Prokaryotic vs Eukaryotic Polymerases

Prokaryotes use DNA Pol III (synthesis) and Pol I (primer removal); Eukaryotes use Pol α, δ, ε (synthesis) and RNase H (primer removal).

PCR Steps

Denaturation (heat), Annealing (cool for primers), Extension (Taq polymerase synthesizes).

DNA Libraries

Genomic libraries contain introns and exons; cDNA libraries contain only coding exons (made via reverse transcription).

Central Dogma

DNA -> RNA -> Protein.

Degenerate Mnemonic/Wobble

The third base in a codon is flexible, protecting against mutation effects.

Start Codon

AUG (Methionine).

Stop Codons

UAA, UGA, UAG ("U Are Annoying, U Go Away, U Are Gone").

Silent Mutation

Base change that codes for the exact same amino acid.

Missense Mutation

Base change that results in a different amino acid.

Nonsense Mutation

Base change that introduces a premature stop codon.

Frameshift Mutation

Insertion or deletion of nucleotides altering the reading frame.

RNA Polymerase II

Main transcription enzyme in eukaryotes; binds the TATA box in the promoter.

Post-Transcriptional Processing

5' cap (7-methylguanosine), 3' poly-A tail, and splicing (snRNA/spliceosome removes introns).

Alternative Splicing

Splicing different combinations of exons together to yield multiple distinct protein variants from one gene.

Ribosome Sites

A site (aminoacyl-tRNA binds), P site (peptidyl-tRNA holds growing peptide chain), E site (exit site for uncharged tRNA).

Fluid Mosaic Model

Plasma membrane behaves as a fluid lipid bilayer embedded with carbohydrates, proteins, and cholesterols.

Membrane Cholesterol

Maintains membrane fluidity: increases fluidity at low temperatures, decreases fluidity at high temperatures.

Flugases (Flippases)

Enzymes that move lipids between membrane leaflets (outer to inner or vice versa).

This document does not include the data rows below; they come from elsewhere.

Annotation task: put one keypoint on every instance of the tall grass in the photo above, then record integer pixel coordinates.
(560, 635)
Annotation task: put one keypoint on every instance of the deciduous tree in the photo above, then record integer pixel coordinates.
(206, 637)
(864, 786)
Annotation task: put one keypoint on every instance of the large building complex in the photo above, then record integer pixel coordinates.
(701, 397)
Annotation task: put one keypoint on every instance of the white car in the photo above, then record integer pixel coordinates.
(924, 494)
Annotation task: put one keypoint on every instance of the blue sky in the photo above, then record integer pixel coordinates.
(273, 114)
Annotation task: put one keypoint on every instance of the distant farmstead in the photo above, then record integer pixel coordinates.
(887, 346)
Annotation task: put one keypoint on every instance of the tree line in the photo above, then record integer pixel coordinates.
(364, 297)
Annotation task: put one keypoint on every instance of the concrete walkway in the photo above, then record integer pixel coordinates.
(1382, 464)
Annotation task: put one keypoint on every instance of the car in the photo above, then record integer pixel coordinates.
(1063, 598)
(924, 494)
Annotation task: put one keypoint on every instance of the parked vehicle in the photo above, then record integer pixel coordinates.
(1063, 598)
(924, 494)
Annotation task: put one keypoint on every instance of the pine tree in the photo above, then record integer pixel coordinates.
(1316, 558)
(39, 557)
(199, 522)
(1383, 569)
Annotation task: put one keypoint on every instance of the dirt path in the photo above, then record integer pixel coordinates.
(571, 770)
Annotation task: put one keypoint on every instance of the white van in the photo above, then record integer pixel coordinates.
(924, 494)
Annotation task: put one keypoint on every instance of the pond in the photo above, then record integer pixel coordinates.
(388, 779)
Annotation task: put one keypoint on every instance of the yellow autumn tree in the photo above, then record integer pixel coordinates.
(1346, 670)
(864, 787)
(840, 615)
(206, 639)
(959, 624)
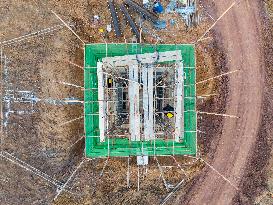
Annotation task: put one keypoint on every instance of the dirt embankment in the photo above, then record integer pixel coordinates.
(240, 31)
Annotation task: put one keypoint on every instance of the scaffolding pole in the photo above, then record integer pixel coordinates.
(102, 102)
(133, 92)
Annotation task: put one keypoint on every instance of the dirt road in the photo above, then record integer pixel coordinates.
(239, 31)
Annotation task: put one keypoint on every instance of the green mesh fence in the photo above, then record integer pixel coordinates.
(124, 147)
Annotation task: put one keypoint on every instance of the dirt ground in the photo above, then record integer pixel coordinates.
(41, 139)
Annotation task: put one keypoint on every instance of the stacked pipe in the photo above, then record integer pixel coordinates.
(145, 13)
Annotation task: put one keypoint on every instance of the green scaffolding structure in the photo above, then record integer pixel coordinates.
(122, 147)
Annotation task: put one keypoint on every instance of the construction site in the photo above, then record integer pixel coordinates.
(136, 102)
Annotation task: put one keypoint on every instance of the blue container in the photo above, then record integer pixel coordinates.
(158, 8)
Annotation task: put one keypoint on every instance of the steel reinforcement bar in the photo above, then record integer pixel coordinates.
(130, 21)
(114, 18)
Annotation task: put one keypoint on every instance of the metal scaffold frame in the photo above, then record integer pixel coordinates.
(97, 145)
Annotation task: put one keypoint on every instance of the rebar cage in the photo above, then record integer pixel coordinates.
(106, 91)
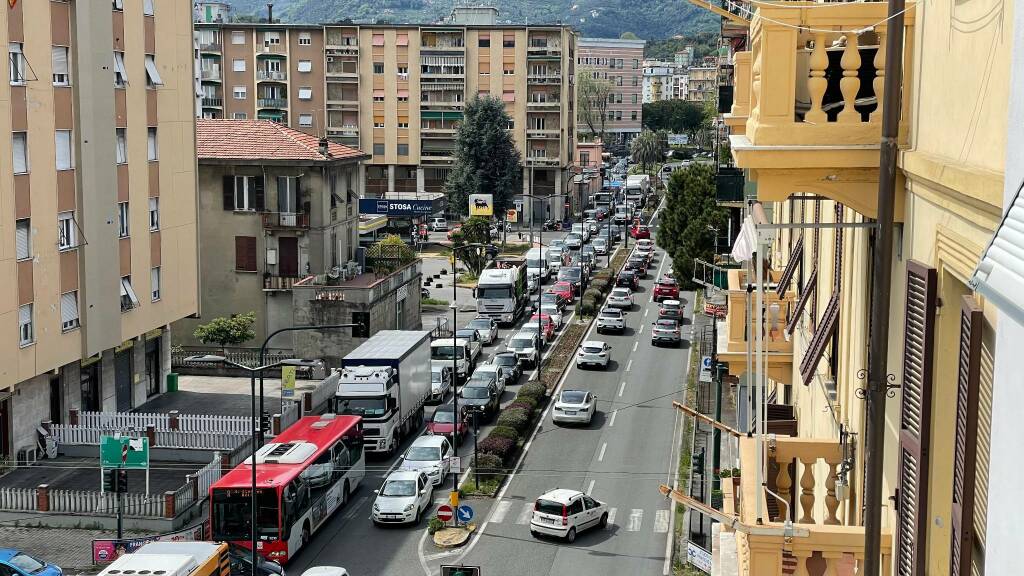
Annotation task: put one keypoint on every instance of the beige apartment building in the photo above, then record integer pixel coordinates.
(98, 220)
(397, 91)
(619, 62)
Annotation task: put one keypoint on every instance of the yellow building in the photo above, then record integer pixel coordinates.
(98, 242)
(805, 127)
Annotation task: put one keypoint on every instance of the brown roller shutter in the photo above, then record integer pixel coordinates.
(966, 437)
(915, 414)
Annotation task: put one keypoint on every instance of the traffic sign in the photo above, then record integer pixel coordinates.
(444, 512)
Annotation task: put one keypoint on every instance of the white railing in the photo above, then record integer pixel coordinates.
(17, 499)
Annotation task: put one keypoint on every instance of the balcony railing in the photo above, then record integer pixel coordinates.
(826, 544)
(285, 219)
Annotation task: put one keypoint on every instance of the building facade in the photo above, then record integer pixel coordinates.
(397, 91)
(275, 206)
(619, 62)
(100, 246)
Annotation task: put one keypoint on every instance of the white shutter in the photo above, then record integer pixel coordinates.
(151, 71)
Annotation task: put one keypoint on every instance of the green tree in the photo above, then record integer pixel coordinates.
(229, 330)
(592, 99)
(486, 160)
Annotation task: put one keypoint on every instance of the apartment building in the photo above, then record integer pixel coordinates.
(99, 244)
(617, 62)
(397, 90)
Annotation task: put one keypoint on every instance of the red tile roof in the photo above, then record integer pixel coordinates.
(260, 139)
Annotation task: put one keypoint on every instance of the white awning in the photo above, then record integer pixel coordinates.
(1000, 273)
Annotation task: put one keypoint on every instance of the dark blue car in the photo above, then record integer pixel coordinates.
(16, 563)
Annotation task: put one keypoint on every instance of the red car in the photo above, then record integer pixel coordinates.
(564, 291)
(666, 289)
(640, 232)
(547, 325)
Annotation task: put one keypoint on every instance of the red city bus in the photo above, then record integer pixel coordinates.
(306, 474)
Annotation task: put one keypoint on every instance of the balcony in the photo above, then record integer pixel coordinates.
(809, 100)
(827, 544)
(275, 220)
(271, 75)
(271, 103)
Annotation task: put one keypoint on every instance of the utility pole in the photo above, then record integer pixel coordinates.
(878, 337)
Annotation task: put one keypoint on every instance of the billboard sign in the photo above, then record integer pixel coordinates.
(481, 205)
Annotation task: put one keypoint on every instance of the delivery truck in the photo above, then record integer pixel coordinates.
(386, 380)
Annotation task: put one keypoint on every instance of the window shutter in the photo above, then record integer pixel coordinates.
(966, 437)
(915, 415)
(259, 204)
(228, 193)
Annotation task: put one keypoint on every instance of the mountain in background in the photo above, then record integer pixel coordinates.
(595, 18)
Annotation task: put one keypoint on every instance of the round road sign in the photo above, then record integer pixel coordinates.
(444, 512)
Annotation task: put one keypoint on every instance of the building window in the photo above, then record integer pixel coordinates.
(26, 335)
(61, 72)
(65, 158)
(67, 231)
(155, 283)
(128, 298)
(19, 144)
(155, 213)
(69, 311)
(123, 219)
(23, 239)
(121, 150)
(16, 63)
(245, 253)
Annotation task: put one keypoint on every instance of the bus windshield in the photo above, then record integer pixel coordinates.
(231, 513)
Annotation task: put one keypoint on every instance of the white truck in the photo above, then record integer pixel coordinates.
(386, 380)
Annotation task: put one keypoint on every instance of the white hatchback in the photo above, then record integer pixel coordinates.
(564, 512)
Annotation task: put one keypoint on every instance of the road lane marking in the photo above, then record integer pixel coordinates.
(660, 522)
(636, 519)
(501, 510)
(524, 513)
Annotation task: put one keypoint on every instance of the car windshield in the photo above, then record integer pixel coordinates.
(399, 488)
(26, 563)
(424, 454)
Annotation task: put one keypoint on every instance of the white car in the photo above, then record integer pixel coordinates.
(564, 512)
(593, 353)
(610, 320)
(431, 454)
(403, 497)
(486, 327)
(621, 298)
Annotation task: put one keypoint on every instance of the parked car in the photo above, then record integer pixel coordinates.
(665, 330)
(564, 512)
(432, 454)
(610, 320)
(594, 353)
(486, 327)
(402, 498)
(666, 289)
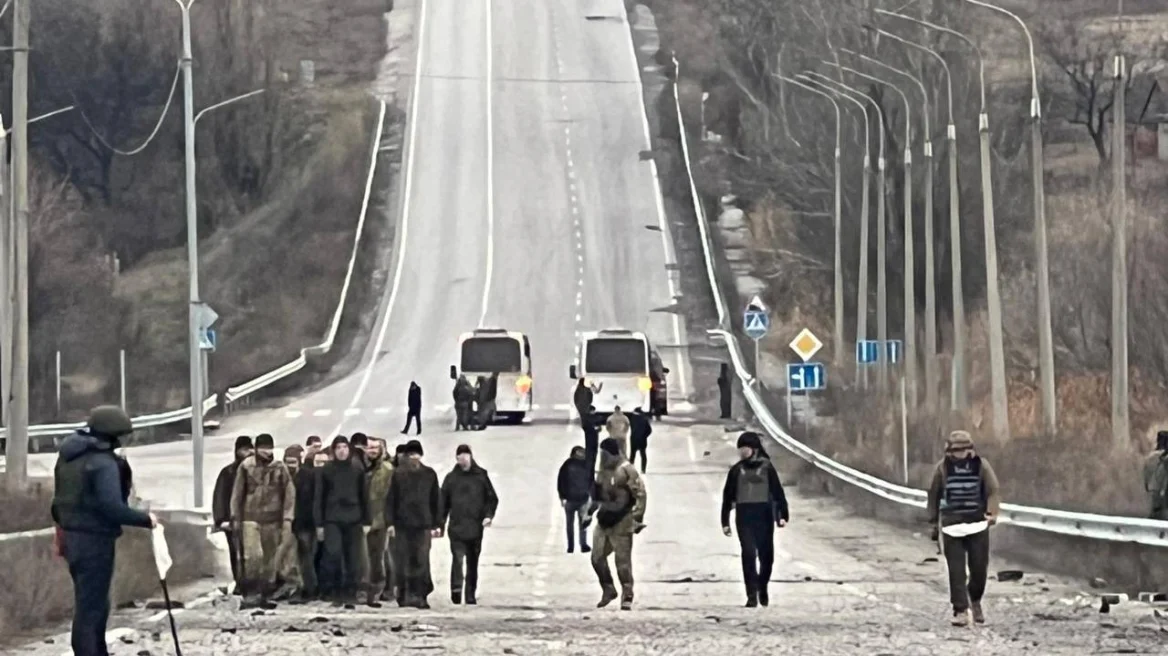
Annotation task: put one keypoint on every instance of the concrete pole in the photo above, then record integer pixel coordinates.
(852, 95)
(16, 447)
(1042, 262)
(122, 377)
(195, 353)
(1120, 426)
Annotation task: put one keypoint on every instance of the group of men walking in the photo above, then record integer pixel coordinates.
(349, 523)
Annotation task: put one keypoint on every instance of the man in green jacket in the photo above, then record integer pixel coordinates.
(379, 475)
(468, 501)
(964, 502)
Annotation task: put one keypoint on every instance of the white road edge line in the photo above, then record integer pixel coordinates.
(421, 47)
(666, 238)
(491, 169)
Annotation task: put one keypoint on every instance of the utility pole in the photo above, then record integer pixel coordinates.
(195, 304)
(16, 447)
(1120, 428)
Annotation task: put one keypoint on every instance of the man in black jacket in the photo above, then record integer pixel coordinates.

Integral vs Peripheral Proteins

Integral span the membrane (transmembrane); Peripheral stick to the inner or outer surface.

Simple Diffusion

Passive transport down a concentration gradient directly across the lipid bilayer (small, nonpolar molecules).

Osmosis

Simple diffusion of water from low solute concentration (hypotonic) to high solute concentration (hypertonic).

Facilitated Diffusion

Passive transport down a concentration gradient utilizing a carrier protein or channel (polar or large molecules).

Active Transport

Primary uses ATP directly; Secondary uses an existing electrochemical gradient created by primary active transport (symport/antiport).

Sodium-Potassium Pump (Na+/K+ ATPase)

Pumps 3 Na+ ions out of the cell and 2 K+ ions into the cell per ATP molecule cleaved.

Glycolysis Rate-Limiting Enzyme

Phosphofructokinase-1 (PFK-1); inhibited by ATP/citrate, activated by AMP/fructose 2,6-bisphosphate.

Hexokinase vs Glucokinase

Hexokinase is in most tissues (low Km, feedback inhibited by G6P); Glucokinase is in liver/pancreas (high Km, induced by insulin).

Glyceraldehyde-3-Phosphate Dehydrogenase

Produces NADH during glycolysis.

Substrate-Level Phosphorylation Enzymes

Phosphoglycerate kinase and pyruvate kinase; produce ATP directly from ADP in glycolysis.

Pyruvate Dehydrogenase Complex (PDH)

Converts pyruvate to acetyl-CoA inside the mitochondria; inhibited by acetyl-CoA and NADH.

Fermentation Rate-Limiting Enzyme

Lactate dehydrogenase; reduces pyruvate to lactate to regenerate cytosolic NAD+ for glycolysis.

Galactokinase & Galactose-1-Phosphate Uridyltransferase

Enzymes that trap and convert galactose into glucose-1-phosphate.

Fructose-1,6-Bisphosphatase

Bypasses PFK-1 in gluconeogenesis; rate-limiting step.